The monument Dixon notes is the Arch of Gratian and Valentinian II, but the arch that Piranesi delineates within the Ichnographia is the Arch of Gratian, Valentinian and Theodosius, so I'm not really sure what Sue is thanking me for (and I certainly hope that she is not somehow covertly implicating me as to making a mistaking identification). There are a couple of possibilities as to what really happened here:
1. Sue could be recalling some long ago phone conversation that we had. I doubt this though.

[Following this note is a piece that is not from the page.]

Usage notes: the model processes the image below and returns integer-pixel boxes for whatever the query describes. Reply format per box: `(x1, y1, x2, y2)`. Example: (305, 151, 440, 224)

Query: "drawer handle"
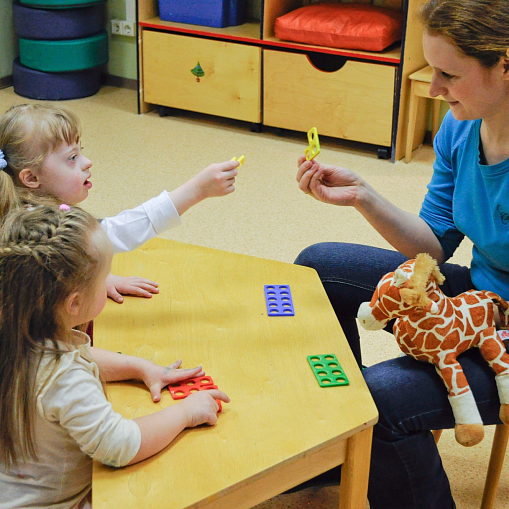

2. Sue is referencing (albeit incorrectly) page 6.1 of "Inside the Density...". If this is the case, then she should certainly have provided the full bibliographical reference.
3. Sue could be referencing the "Honorius, Flavius" entry of Encyclopedia Ichnographica that was published at Quondam in 1998. The Arch of Gratian, Valentinian and Theodosius is indicated there as well.